I saggi raccolti analizzano nel dettaglio il contributo del grande pittore bresciano Girolamo Romanino e di altri noti artisti locali, talvolta inaspettatamente lontani dal canone classico della loro produzione più nota, aggiungendo al contempo riflessioni sul valore paradigmatico del ciclo di affreschi della cattedrale di Cremona e sull'esecuzione dell'intervento di restauro dello stesso.
Questo progetto conferma la strategia adottata dall'associazione ACuTo-Cremonaguide: perseguire finalità di promozione culturale di alto livello tramite la promozione di mostre diffuse sul territorio, affinché il visitatore si sposti e apprezzi le opere d'arte nel luogo dove sono state concepite, per calarsi a pieno nei contesti del passato e comprendere le dinamiche culturali stanti alla base della storia locale.

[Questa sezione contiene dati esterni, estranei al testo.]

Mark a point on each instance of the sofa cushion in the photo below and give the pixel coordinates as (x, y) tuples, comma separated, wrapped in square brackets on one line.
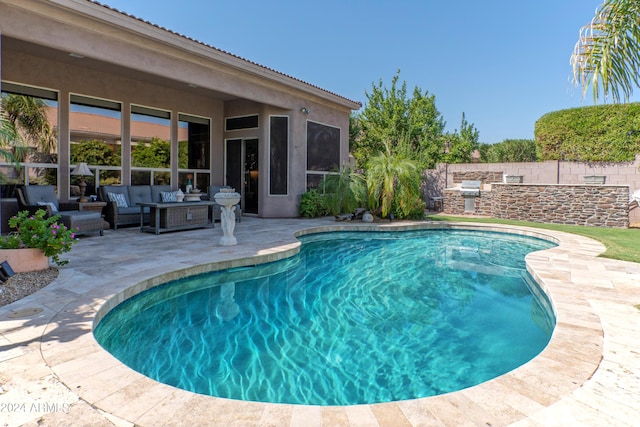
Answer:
[(119, 198), (139, 194), (156, 190), (133, 210), (116, 189), (169, 196), (54, 208), (34, 194), (85, 215)]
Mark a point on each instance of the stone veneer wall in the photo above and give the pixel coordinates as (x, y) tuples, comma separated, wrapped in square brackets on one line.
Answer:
[(589, 205)]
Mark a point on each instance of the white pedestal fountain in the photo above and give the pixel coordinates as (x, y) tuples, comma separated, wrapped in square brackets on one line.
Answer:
[(227, 198)]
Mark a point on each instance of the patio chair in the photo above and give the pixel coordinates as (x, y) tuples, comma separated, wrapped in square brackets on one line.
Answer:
[(34, 197)]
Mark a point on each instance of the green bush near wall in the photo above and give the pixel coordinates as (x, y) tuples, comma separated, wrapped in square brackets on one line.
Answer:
[(601, 133)]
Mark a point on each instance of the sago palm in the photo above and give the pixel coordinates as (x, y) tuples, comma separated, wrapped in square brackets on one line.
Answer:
[(607, 54), (345, 191)]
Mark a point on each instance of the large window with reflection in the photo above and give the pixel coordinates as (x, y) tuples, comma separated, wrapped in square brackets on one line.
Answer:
[(323, 152), (29, 137), (95, 139), (194, 151), (150, 146)]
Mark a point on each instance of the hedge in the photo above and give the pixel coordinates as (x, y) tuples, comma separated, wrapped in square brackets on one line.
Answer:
[(601, 133)]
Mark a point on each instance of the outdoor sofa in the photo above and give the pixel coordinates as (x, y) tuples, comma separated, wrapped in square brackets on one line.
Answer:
[(34, 197), (122, 202)]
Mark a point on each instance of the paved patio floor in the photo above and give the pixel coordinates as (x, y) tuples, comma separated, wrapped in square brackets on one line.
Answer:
[(53, 372)]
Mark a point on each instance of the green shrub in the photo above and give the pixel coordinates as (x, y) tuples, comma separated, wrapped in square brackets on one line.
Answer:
[(602, 133), (36, 231), (345, 191), (312, 205)]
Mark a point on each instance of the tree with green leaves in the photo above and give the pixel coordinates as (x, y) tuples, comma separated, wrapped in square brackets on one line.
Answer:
[(11, 143), (155, 154), (509, 150), (393, 183), (607, 54), (344, 191), (411, 126), (460, 145)]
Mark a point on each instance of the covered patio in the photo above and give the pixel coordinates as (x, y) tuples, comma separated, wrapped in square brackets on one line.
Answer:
[(141, 104)]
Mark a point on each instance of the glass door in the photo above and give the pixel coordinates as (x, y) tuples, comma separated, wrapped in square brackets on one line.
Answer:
[(242, 171)]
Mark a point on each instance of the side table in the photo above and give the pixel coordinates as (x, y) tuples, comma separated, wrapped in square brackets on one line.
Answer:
[(94, 207)]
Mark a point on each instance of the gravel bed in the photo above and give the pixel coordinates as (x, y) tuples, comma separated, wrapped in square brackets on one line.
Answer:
[(20, 285)]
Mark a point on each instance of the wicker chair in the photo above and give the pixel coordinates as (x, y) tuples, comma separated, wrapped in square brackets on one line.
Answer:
[(34, 197)]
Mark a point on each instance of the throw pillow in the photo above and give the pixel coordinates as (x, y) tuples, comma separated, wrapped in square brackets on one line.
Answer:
[(168, 196), (119, 198), (54, 209)]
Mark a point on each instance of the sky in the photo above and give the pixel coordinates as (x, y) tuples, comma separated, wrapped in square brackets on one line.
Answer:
[(503, 63)]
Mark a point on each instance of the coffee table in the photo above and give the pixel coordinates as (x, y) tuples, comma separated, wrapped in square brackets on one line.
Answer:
[(174, 216)]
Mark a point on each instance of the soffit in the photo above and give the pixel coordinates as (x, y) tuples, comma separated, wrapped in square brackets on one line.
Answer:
[(64, 57), (112, 24)]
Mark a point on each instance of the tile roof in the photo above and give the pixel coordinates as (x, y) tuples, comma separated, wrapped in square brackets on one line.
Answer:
[(219, 50)]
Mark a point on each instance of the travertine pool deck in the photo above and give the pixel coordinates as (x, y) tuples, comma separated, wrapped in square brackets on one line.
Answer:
[(53, 372)]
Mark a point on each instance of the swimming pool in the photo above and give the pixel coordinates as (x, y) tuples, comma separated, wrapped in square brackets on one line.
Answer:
[(354, 318)]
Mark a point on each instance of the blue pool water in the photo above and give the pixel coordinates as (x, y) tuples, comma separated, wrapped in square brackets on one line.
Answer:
[(354, 318)]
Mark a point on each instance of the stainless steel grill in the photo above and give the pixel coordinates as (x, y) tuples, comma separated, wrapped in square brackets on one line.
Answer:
[(470, 188)]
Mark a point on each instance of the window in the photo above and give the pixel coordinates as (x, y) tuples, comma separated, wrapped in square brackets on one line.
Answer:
[(150, 146), (194, 147), (96, 139), (33, 112), (244, 122)]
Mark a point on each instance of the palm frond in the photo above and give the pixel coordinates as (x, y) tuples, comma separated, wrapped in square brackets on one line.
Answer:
[(607, 54)]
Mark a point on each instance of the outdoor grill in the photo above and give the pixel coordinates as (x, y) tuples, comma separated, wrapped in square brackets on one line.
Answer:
[(470, 188)]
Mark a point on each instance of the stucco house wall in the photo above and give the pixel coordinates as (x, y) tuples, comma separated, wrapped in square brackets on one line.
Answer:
[(121, 58)]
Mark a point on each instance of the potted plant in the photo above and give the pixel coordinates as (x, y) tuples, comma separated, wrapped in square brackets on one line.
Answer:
[(38, 237)]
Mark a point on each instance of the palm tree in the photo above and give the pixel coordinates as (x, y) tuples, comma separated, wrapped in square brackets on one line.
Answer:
[(345, 191), (607, 54), (11, 143), (28, 116), (393, 182)]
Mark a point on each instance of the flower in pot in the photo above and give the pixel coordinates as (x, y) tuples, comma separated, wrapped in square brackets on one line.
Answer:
[(39, 232)]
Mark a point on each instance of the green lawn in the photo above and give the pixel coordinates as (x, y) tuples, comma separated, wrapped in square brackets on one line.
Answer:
[(622, 244)]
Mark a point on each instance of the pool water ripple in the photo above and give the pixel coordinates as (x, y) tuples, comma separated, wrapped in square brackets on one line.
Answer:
[(354, 318)]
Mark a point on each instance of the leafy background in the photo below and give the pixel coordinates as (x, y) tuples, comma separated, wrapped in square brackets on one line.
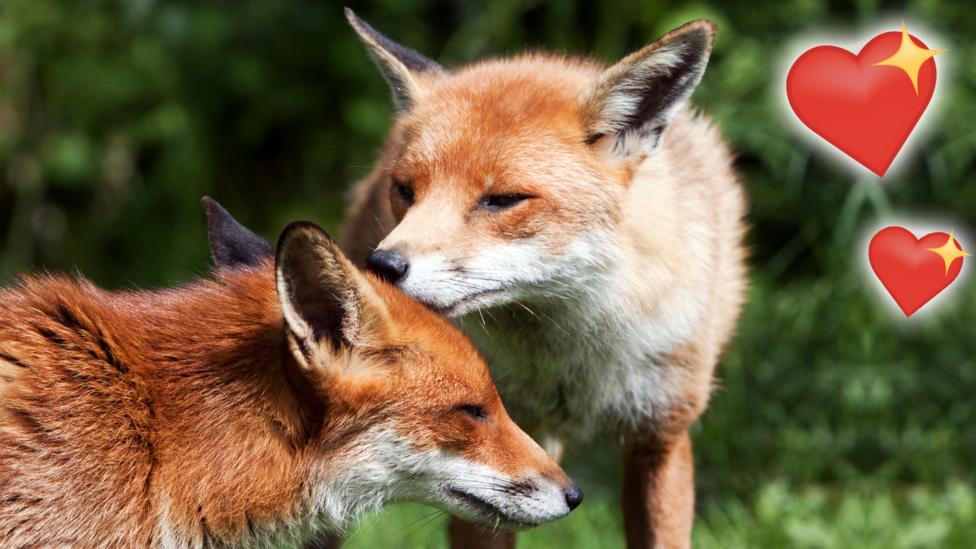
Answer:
[(836, 423)]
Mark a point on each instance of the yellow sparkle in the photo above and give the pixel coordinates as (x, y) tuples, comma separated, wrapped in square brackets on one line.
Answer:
[(949, 251), (909, 57)]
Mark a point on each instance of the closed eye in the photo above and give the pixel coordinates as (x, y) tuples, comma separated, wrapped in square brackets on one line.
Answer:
[(498, 202), (404, 191), (473, 411)]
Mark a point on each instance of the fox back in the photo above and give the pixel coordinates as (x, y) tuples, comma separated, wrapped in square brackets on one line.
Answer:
[(580, 220), (285, 391)]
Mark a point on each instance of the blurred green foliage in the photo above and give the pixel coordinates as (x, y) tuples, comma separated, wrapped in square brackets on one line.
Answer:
[(834, 422)]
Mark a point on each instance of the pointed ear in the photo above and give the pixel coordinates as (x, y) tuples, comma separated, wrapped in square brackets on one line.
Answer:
[(634, 101), (402, 67), (327, 303), (231, 243)]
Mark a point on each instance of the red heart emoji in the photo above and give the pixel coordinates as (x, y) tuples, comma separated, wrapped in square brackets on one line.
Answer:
[(867, 111), (909, 268)]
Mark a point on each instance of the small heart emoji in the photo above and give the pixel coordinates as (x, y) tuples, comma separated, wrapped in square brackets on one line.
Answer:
[(914, 270), (867, 104)]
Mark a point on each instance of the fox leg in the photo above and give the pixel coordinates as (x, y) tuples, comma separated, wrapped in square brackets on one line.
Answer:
[(658, 491)]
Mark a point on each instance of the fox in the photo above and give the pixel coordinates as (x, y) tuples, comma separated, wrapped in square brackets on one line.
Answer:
[(584, 224), (288, 390)]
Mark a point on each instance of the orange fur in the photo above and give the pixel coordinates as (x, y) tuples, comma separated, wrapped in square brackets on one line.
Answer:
[(179, 417), (645, 204)]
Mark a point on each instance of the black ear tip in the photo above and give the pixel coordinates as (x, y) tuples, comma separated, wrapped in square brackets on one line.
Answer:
[(231, 243)]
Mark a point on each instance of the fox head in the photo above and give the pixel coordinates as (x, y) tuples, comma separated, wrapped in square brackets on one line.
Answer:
[(407, 408), (507, 178)]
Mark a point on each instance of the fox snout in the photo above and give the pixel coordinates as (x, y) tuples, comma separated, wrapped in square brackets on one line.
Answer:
[(389, 265)]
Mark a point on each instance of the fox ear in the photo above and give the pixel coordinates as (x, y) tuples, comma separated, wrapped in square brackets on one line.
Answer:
[(327, 303), (403, 68), (231, 243), (634, 101)]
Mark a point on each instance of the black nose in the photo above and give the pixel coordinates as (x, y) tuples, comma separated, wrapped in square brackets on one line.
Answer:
[(388, 265), (574, 496)]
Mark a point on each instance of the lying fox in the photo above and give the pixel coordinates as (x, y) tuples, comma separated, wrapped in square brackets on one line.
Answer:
[(289, 389), (585, 227)]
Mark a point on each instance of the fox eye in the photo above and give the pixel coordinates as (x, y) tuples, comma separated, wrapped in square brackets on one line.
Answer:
[(473, 411), (498, 202), (404, 191)]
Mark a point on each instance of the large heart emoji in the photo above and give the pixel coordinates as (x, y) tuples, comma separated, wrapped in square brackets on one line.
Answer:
[(914, 270), (866, 104)]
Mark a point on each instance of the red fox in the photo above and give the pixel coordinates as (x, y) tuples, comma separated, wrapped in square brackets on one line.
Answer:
[(585, 227), (289, 389)]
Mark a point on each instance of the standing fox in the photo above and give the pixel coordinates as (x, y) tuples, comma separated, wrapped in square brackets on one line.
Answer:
[(586, 228), (289, 389)]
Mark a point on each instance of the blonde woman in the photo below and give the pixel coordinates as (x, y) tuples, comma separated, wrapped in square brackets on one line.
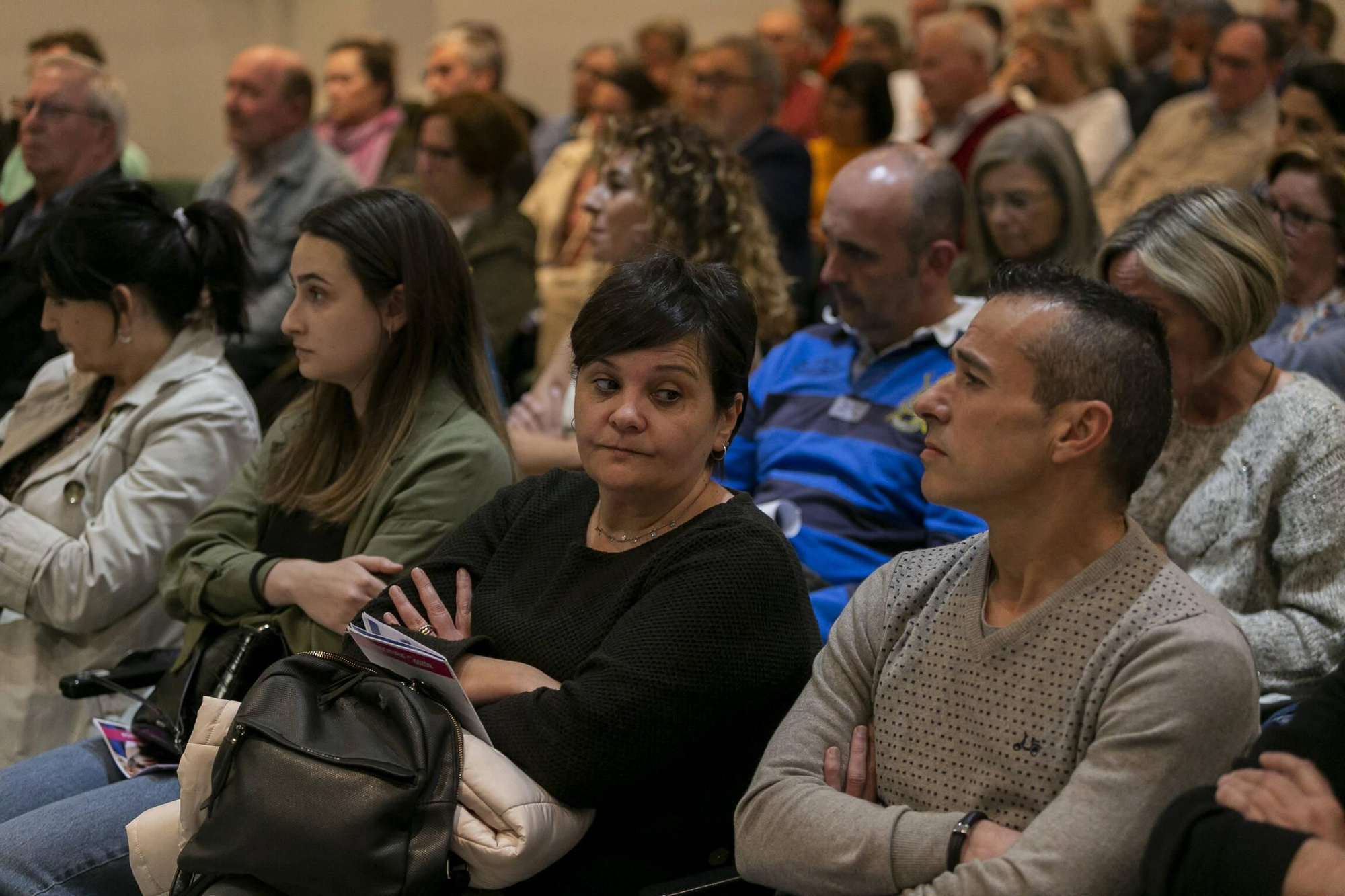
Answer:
[(664, 184), (1250, 487), (395, 446), (1058, 73), (1028, 201)]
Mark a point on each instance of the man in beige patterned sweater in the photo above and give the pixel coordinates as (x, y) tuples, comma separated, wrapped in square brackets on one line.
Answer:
[(1009, 715)]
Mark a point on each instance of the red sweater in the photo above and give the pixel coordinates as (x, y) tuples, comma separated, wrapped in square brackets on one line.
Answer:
[(962, 158)]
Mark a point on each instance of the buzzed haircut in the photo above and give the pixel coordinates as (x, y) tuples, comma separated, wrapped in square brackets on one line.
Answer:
[(763, 65), (884, 29), (79, 41), (673, 30), (1277, 44), (298, 84), (379, 57), (938, 204), (1106, 348)]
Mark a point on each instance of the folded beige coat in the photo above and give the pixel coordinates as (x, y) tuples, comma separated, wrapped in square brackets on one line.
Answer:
[(506, 827)]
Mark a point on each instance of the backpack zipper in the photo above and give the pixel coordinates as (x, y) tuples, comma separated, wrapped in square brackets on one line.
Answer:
[(414, 686)]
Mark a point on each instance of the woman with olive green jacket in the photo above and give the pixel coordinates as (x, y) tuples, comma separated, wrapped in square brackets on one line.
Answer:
[(450, 464)]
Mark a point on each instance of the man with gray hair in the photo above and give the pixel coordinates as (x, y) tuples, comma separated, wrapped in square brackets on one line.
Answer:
[(736, 88), (956, 56), (594, 63), (72, 132), (1009, 715), (829, 442), (279, 171)]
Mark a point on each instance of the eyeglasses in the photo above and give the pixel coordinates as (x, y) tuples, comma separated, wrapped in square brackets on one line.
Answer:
[(719, 80), (439, 153), (49, 111), (1292, 221), (590, 71), (1016, 201)]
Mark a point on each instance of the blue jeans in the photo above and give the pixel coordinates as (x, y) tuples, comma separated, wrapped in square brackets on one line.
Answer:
[(64, 817)]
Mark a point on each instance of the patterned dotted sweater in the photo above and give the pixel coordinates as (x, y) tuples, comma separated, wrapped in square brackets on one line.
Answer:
[(1077, 724), (1252, 509), (677, 659)]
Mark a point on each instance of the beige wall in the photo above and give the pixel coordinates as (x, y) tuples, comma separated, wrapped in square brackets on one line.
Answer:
[(173, 54)]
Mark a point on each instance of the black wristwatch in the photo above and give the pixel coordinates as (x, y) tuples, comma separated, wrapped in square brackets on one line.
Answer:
[(960, 836)]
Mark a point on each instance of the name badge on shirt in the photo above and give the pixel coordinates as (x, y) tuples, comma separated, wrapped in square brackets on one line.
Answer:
[(848, 409)]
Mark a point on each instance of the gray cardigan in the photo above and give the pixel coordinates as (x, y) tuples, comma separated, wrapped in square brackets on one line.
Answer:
[(1252, 509)]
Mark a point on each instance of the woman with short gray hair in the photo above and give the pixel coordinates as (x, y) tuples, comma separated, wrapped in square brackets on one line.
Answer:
[(1252, 483)]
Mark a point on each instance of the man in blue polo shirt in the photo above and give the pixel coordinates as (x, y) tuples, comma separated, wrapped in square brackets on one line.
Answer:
[(831, 444)]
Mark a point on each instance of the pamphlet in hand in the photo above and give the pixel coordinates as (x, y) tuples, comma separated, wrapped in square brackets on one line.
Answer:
[(407, 657), (127, 751)]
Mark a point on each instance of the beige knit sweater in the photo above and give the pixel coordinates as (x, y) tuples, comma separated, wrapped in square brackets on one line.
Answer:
[(1252, 509), (1077, 724)]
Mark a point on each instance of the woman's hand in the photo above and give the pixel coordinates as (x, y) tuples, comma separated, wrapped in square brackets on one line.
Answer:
[(1023, 67), (861, 776), (540, 411), (329, 594), (440, 623), (1286, 791), (484, 678)]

Il violino tra Brescia e Cremona, Roccafranca, Compagnia della stampa, 2012

Contributi di Marco Bizzarrini, Anna Lucia Maramotti Politi, Roberto Codazzi, Angelo Sperzaga. Schede di Silvia Cibolini, Flavio Dassenno e Alessandro Voltini.

Dopo essersi dedicate alla pittura nelle precedenti mostre diffuse, nell'anno in cui il Saper fare liutario di Cremona è diventato patrimonio immateriale dell'UNESCO le guide dell'associazione ACuTo-Cremonaguide hanno sentito la necessità di approfondire l'arte della liuteria antica e attuale, volgendo l'interesse non solamente a Cremona, che ne detiene il primato mondiale, ma anche alla provincia di Brescia, per celebrare il ruolo centrale assunto nel XVI secolo delle due città nell'ambito della produzione di strumenti ad arco.